(8) Global Issues & Human Rights Subjects

abuse is not LOVE

by Felicia Webster

abuse is not LOVE, is a spoken word play with the creative highlights and energy of Dani Cleveland, Doriette Jordan, Paula Bell and Felicia Webster. This highly charged 40 minute play uses interactive dialogue, gospel, hip hop and theater to disseminate information on the cycle of abuse. With personal testimonies and emotional ups and downs,  this is a show that is dedicated to keeping it real and telling the truth about domestic violence, it’s the healing journey and support needed to make it through the storm.

What If? History

by Jack Campbell

Campbell reaches back into the 16th and 17th centuries to explore events that helped make the United States of America what it is today. He invites the audience into a discussion about how our country might be different today if not for these events.

Nelson Mandela and the End of Apartheid

by John Simmons

An informal discussion about how Nelson Mandela was the right man at the right time, maybe the only man who could have brought down apartheid relatively peacefully.  Simmons incorporates the role of other players including Winnie Mandela and F.W. de Klerk.

Security in the Post-Cold War Era

by Patrice McMahon

McMahon focuses on changes in international cooperation, both with our allies and former enemies, weapons of mass destruction, warfare and how we have come to define security and national interest.

U.N. Security Council Reform

by Michael Kelly

After Iraq II, the United Nations Security Council has many obstacles to overcome. The five permanent members–Britain, France, Russia, China and the United States–reflect the power structure of 1945, not that of the early 21st century. This program investigates the changes needed by the U.N. Security Council and what may be its future.

The Resurrection of the Pre-Emptive Strike Doctrine in International Law

by Michael Kelly

This program looks at the United States’ current broad interpretation of the Pre-Emptive Strike Doctrine.  The program also investigates how the doctrine has been interpreted and challenged in the past and how the U.N. responded.

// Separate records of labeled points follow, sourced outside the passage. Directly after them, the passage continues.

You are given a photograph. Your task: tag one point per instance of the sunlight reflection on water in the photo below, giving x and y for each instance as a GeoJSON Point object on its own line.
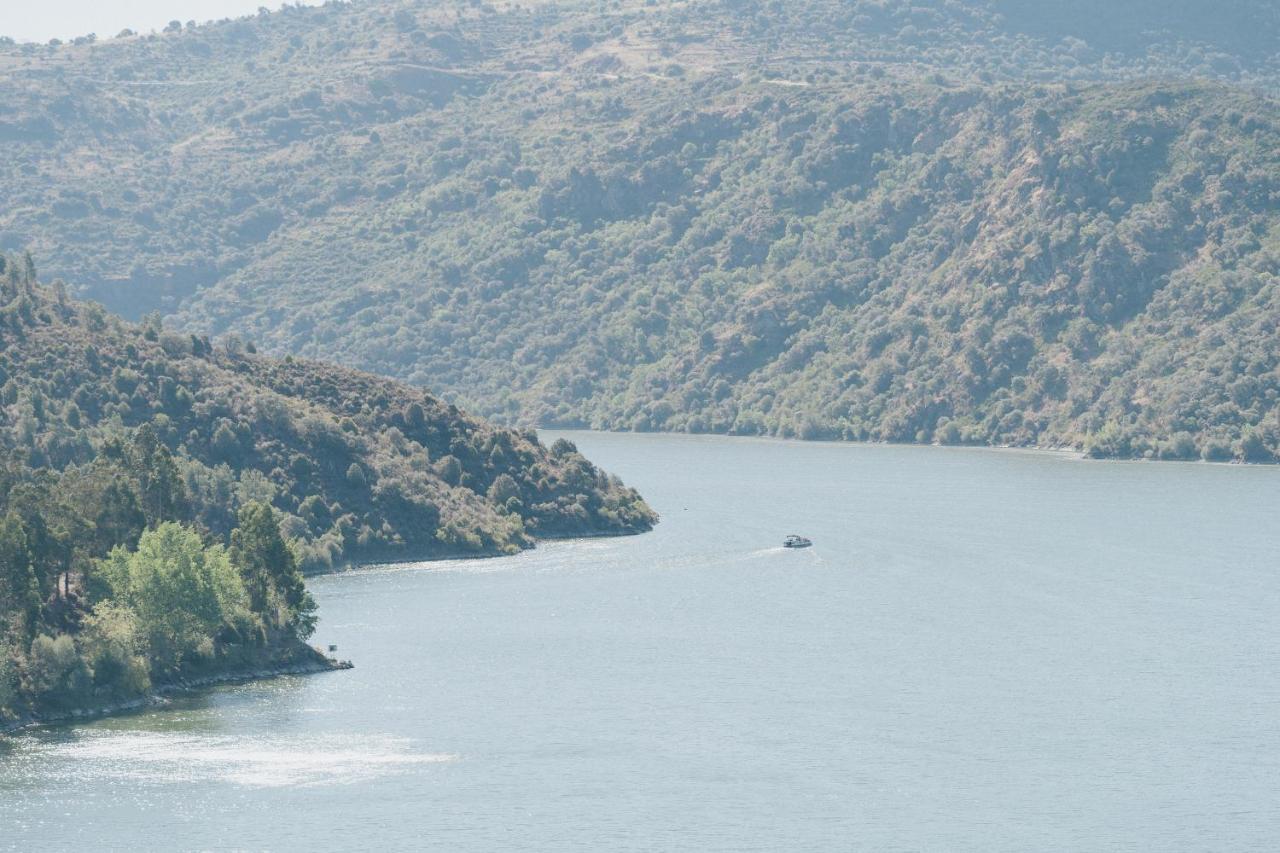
{"type": "Point", "coordinates": [256, 762]}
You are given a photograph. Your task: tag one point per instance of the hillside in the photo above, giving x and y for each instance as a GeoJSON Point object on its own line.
{"type": "Point", "coordinates": [361, 468]}
{"type": "Point", "coordinates": [956, 222]}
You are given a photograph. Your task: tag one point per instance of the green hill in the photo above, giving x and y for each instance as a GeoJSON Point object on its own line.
{"type": "Point", "coordinates": [362, 468]}
{"type": "Point", "coordinates": [958, 222]}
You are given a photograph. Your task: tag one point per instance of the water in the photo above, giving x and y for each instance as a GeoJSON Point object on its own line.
{"type": "Point", "coordinates": [984, 651]}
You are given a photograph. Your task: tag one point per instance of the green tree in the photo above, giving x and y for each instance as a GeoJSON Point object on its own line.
{"type": "Point", "coordinates": [19, 589]}
{"type": "Point", "coordinates": [182, 592]}
{"type": "Point", "coordinates": [270, 570]}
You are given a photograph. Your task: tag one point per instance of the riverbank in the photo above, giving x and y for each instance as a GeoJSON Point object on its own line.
{"type": "Point", "coordinates": [306, 660]}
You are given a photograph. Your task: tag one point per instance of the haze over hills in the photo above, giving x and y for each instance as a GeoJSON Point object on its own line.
{"type": "Point", "coordinates": [958, 222]}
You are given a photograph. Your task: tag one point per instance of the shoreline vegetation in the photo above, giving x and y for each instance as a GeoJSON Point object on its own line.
{"type": "Point", "coordinates": [307, 660]}
{"type": "Point", "coordinates": [161, 498]}
{"type": "Point", "coordinates": [856, 219]}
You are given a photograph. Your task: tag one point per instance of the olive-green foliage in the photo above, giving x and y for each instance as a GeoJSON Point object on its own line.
{"type": "Point", "coordinates": [270, 571]}
{"type": "Point", "coordinates": [160, 532]}
{"type": "Point", "coordinates": [895, 220]}
{"type": "Point", "coordinates": [182, 592]}
{"type": "Point", "coordinates": [179, 429]}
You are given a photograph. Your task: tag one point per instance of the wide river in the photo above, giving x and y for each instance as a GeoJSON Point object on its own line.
{"type": "Point", "coordinates": [983, 651]}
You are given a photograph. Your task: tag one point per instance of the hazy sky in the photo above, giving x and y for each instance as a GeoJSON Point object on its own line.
{"type": "Point", "coordinates": [45, 19]}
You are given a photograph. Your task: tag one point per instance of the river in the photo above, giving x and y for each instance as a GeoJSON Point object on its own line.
{"type": "Point", "coordinates": [983, 651]}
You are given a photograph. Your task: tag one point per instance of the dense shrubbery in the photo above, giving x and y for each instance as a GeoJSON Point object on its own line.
{"type": "Point", "coordinates": [361, 468]}
{"type": "Point", "coordinates": [956, 222]}
{"type": "Point", "coordinates": [159, 497]}
{"type": "Point", "coordinates": [83, 628]}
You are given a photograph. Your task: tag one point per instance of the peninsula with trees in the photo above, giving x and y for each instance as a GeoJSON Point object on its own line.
{"type": "Point", "coordinates": [163, 496]}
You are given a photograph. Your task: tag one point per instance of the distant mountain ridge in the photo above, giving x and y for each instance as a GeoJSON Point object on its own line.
{"type": "Point", "coordinates": [956, 222]}
{"type": "Point", "coordinates": [360, 466]}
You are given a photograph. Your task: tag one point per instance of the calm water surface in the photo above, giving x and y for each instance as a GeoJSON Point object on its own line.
{"type": "Point", "coordinates": [984, 651]}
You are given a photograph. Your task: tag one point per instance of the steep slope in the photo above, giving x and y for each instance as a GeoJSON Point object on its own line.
{"type": "Point", "coordinates": [362, 468]}
{"type": "Point", "coordinates": [887, 220]}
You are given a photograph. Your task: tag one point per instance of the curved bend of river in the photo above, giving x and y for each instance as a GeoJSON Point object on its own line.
{"type": "Point", "coordinates": [983, 649]}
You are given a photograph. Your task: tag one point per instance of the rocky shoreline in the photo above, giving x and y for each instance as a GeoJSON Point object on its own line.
{"type": "Point", "coordinates": [306, 664]}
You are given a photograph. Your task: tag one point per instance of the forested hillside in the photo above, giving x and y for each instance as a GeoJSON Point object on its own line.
{"type": "Point", "coordinates": [361, 468]}
{"type": "Point", "coordinates": [960, 222]}
{"type": "Point", "coordinates": [160, 497]}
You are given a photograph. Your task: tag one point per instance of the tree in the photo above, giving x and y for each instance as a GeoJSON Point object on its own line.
{"type": "Point", "coordinates": [270, 570]}
{"type": "Point", "coordinates": [19, 588]}
{"type": "Point", "coordinates": [182, 592]}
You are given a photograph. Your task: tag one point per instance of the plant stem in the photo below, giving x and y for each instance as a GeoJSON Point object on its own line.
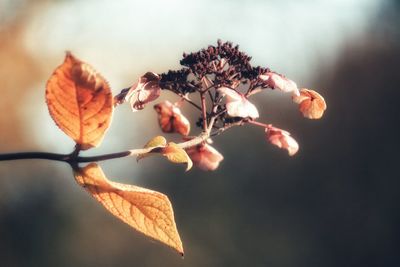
{"type": "Point", "coordinates": [204, 111]}
{"type": "Point", "coordinates": [34, 155]}
{"type": "Point", "coordinates": [74, 158]}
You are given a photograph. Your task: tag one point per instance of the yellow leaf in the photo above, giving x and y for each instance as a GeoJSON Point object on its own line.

Genocide as an International Crime

by Michael Kelly

This program investigates genocide as defined by international law. In addition, this presentation looks at the history of how the world has reacted to the crime.

Human Rights and Indian Rights: Las Casas to Standing Bear

by Robert Haller

How did the idea of universal human rites, including the rites of indigenous peoples, come into Western consciousness and law? This talk cites the contribution of Bartolome de las Casas, whose arguments lead to the New Laws governing Spanish colonization.; of Judge Dundy’s verdict in the famous trial of Crook vs. Standing Bear (1879) which asserted the “personhood” of native peoples; and the “participant observation” research of Francis La Flesche, which fostered the recognition of the integrity of Native culture. Many other factors entered into the development of the current understanding of human rights; but the Western need to incorporate non-Western cultures into the existing framework of Western thinking played a significant part.

Third World Poverty, America and Development

by James S. Wunsch

Since the avalanche of new nations during the 1950s and ’60s, a shared goal for the United States and the Third World has been “development.” Much time, treasure and labor has been poured into this task, yet the results are ambiguous. Some experts even argue that the Third World has gotten poorer for all this effort. In what ways have we and Third World governments understood and tried to combat their peoples’ deep poverty? Why is America involved in these issues? This presentation focuses on various strategies, the results and the most promising approaches.

T.E. Lawrence, the Arab Revolt, and World War I in the Middle East

by John Calvert

This talk examines World War I’s dark inheritance in the Middle East. Drawing on a rich cast of characters — T.E. Lawrence (“Lawrence of Arabia”), the Hashimite princes of the Arab Revolt, British and French colonial officials – the talk brings to life the making of the modern Middle East, explaining how the post-war imperial carve-up laid the foundations of future conflict and poisoned relations between the Middle East and the West.